Bloody powerful, suavely deceptive, seemingly benign but hungry. And just like the after-effects from being bitten, the CETAs impacts will be slow but certain. First a dullness of municipal economies, then the paling of the palour of local culture, slowly our cities from Halifax to Nunavut to Victoria will lose the ability to make their own decisions. CETA will have an exasperating long shelf-life. Like a vampire, the CETA and other trade deals are very hard to kill once created.

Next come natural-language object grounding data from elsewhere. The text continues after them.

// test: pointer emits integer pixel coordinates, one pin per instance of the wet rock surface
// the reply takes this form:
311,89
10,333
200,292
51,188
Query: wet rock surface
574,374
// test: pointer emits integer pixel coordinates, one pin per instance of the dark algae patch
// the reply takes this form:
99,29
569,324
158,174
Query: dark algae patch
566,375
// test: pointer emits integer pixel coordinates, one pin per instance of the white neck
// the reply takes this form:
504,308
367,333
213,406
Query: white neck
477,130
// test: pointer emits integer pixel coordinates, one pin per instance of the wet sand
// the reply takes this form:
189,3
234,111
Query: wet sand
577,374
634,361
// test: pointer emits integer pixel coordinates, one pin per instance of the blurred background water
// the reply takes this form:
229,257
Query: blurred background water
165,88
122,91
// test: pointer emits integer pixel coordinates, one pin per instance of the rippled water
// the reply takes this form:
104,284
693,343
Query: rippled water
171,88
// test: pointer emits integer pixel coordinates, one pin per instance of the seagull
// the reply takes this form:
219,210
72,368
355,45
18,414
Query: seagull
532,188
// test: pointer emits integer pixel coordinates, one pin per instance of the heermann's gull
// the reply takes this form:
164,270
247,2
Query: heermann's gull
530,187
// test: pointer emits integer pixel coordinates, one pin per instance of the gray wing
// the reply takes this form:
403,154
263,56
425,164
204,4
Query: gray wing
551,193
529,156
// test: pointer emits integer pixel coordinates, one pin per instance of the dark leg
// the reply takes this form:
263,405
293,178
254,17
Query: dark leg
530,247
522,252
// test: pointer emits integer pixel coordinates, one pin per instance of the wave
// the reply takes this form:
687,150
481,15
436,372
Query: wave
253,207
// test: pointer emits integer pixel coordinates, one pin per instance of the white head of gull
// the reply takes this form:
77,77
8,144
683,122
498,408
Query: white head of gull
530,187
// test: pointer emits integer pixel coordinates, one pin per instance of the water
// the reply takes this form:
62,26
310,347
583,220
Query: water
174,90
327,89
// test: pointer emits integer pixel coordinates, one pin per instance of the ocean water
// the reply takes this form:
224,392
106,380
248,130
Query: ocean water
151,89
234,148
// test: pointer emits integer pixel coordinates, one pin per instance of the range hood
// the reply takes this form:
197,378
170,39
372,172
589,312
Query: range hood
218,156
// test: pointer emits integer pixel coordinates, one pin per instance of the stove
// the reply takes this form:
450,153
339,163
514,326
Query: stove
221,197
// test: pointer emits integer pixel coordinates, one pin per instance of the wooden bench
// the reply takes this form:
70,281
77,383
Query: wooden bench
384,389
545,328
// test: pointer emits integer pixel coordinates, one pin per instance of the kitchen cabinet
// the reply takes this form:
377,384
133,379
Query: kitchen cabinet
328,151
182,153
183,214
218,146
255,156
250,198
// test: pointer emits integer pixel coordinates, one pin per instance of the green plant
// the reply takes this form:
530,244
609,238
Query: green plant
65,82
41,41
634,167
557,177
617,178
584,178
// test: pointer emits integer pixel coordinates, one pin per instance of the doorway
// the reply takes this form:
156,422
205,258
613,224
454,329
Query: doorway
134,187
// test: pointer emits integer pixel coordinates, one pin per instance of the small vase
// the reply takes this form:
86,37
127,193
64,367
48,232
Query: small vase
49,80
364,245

If you like local good paying jobs, properly funded hospitals, schools and other public institutions, farmers markets, water bottle bans, a creative new vision for your city, then CETA is the one lurking in the dark. You are not going to like its style one bit. And the forty councils and school boards including the city of Toronto, Thunder Bay, North Vancouver and more have asked to not be included in this long term plan. But why have none of their city council voter certified requests been granted by the provinces? Ontario has forty cities and a school board who have asked to be written out of it in part or full. CETA is a reason to talk to your city councillor and member of provincial parliament about the quality of life for your family. Friends – enough with the CETA nightmare. The province of Ontario, it’s time to get back to work
Hang the garlic from the rooftops. Get calling your elected member of parliament – city, province and national. The secret vampire is near completion and it can be beaten. Not with a magic bullet but with the sure-fire way of people engaging in the community where they live. Speak up. Read. Breathe. Imagine a fate better than CETA.